五輪は04年アテネから16年リオまで4大会連続出場。世界選手権は03年パリから5度出場し、13年モスクワはマラソンで銅メダルを獲得した。この日の引退会見では「あまり言いたくないけど」と淀みながら、「マラソンをやってよかったなって思います」と素直になった。
「マラソンのおかげで走る時間が長くなった。道具は靴しかないので自分と会話するしかない。『どうやったらもっと走れるだろう?』と毎日会話したんですよ。それで自分の嫌いなところも含めて全部好きになった。自分と向き合えたのはマラソンのおかげ。散々走りたくないとか思っていたけど、マラソンをやっていてよかった。マラソンは嫌なことだらけなので、言いたくはないですけどね(笑)」
走るのが楽しい。だから続けたい。できることなら、ずっと勝負の世界で闘っていたい。でも、体が痛い、動かない。「なんかね、走りがへたくそになったの。わかります? 前の自分はよかったのにっていう葛藤があって」。
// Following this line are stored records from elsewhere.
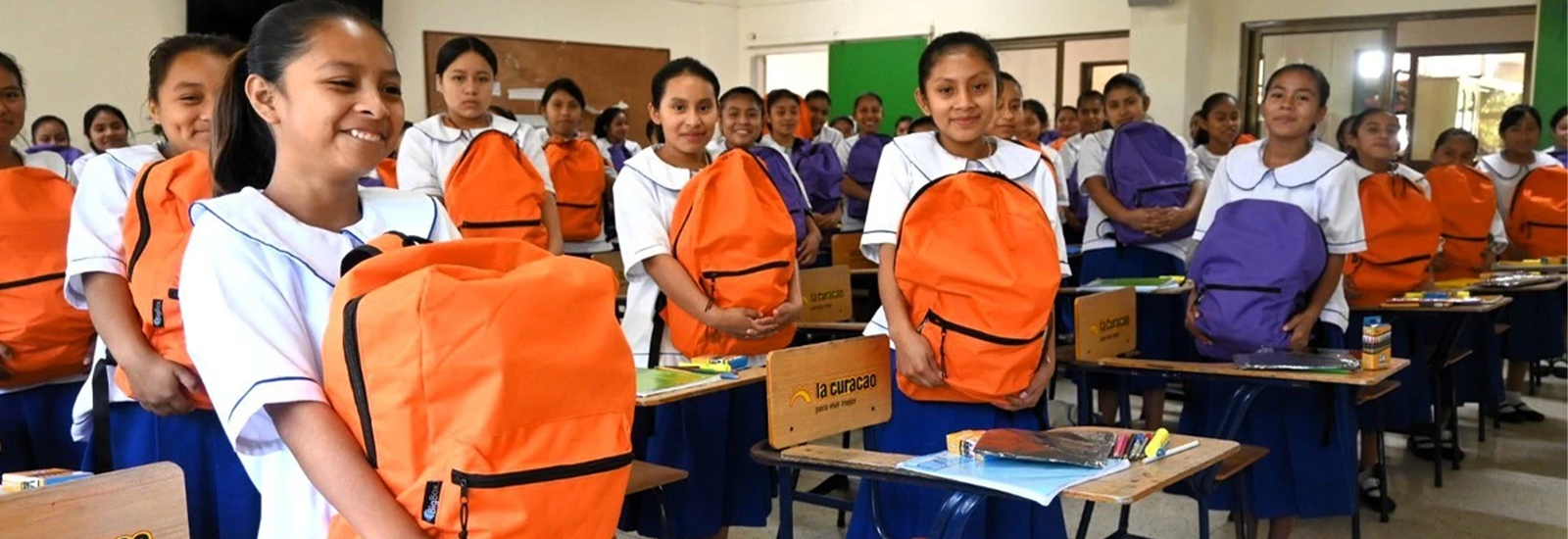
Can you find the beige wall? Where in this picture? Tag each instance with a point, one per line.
(77, 54)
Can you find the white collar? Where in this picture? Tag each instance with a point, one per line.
(932, 160)
(436, 128)
(1247, 170)
(381, 211)
(650, 165)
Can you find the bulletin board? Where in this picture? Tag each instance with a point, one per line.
(608, 74)
(885, 66)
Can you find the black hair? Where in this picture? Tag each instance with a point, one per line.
(1515, 115)
(1129, 81)
(162, 58)
(1035, 107)
(93, 113)
(452, 49)
(742, 91)
(1452, 132)
(951, 42)
(564, 85)
(601, 125)
(858, 99)
(502, 112)
(1358, 120)
(243, 149)
(8, 63)
(781, 96)
(1092, 94)
(46, 120)
(676, 68)
(1311, 71)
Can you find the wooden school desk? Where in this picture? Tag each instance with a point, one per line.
(794, 421)
(1454, 319)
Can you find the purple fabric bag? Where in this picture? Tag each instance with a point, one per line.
(1147, 168)
(862, 170)
(778, 168)
(1254, 269)
(820, 172)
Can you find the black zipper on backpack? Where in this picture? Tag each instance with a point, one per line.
(357, 376)
(31, 280)
(501, 224)
(949, 324)
(466, 481)
(145, 235)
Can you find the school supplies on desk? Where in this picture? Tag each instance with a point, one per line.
(658, 381)
(1294, 361)
(1141, 284)
(1055, 447)
(1035, 481)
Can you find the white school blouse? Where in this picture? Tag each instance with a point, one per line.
(431, 148)
(54, 164)
(1322, 183)
(96, 243)
(645, 201)
(1097, 226)
(914, 160)
(256, 288)
(1505, 175)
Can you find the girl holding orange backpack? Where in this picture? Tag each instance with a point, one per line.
(490, 187)
(710, 254)
(310, 107)
(146, 402)
(984, 361)
(579, 172)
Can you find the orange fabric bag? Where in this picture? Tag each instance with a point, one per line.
(577, 172)
(1466, 201)
(1539, 217)
(1402, 237)
(157, 227)
(736, 240)
(483, 410)
(47, 337)
(494, 191)
(977, 262)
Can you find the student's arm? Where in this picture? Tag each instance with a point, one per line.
(161, 386)
(334, 465)
(854, 188)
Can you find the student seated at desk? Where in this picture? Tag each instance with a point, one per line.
(938, 367)
(1537, 318)
(708, 436)
(1139, 235)
(1272, 211)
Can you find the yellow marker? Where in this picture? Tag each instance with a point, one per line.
(1160, 437)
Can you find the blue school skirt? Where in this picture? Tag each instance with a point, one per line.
(921, 428)
(710, 439)
(1311, 468)
(35, 428)
(219, 494)
(1162, 319)
(1410, 405)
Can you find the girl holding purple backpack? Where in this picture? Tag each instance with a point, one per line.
(1278, 221)
(1145, 190)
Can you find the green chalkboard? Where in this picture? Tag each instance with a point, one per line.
(888, 68)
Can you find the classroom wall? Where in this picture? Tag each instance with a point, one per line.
(686, 28)
(73, 60)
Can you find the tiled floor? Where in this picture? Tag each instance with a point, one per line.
(1512, 486)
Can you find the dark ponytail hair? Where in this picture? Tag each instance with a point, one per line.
(601, 125)
(243, 149)
(91, 115)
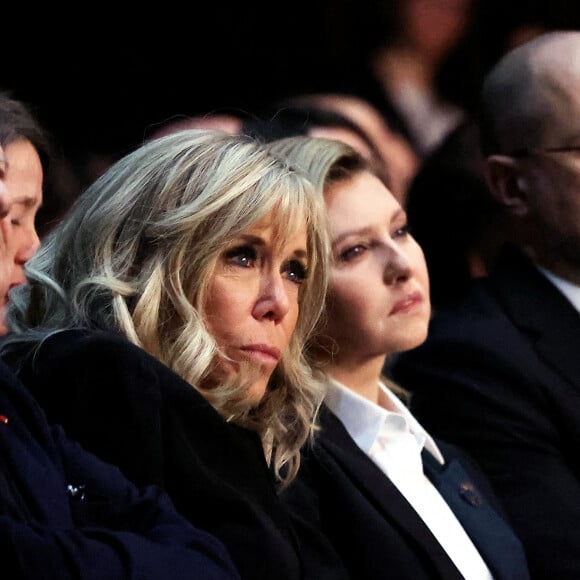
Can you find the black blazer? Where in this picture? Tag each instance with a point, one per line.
(500, 376)
(64, 514)
(342, 493)
(128, 408)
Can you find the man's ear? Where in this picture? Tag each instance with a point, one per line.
(507, 183)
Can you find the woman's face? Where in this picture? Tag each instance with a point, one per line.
(252, 301)
(378, 300)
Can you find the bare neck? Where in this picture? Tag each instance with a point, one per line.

ここ数年は思い通りにいくことの方が珍しかった。
自分との会話を繰り返して迎えたこの日の引退セレモニー。「もしかしたら走れなくなるのではという不安もあった。ちっこい胸ですけど、痛んでました」と愛嬌たっぷりに笑いを誘った。その直後、突如声の音量を上げた。吐き出した想いは、マイク越しに場内に響き渡った。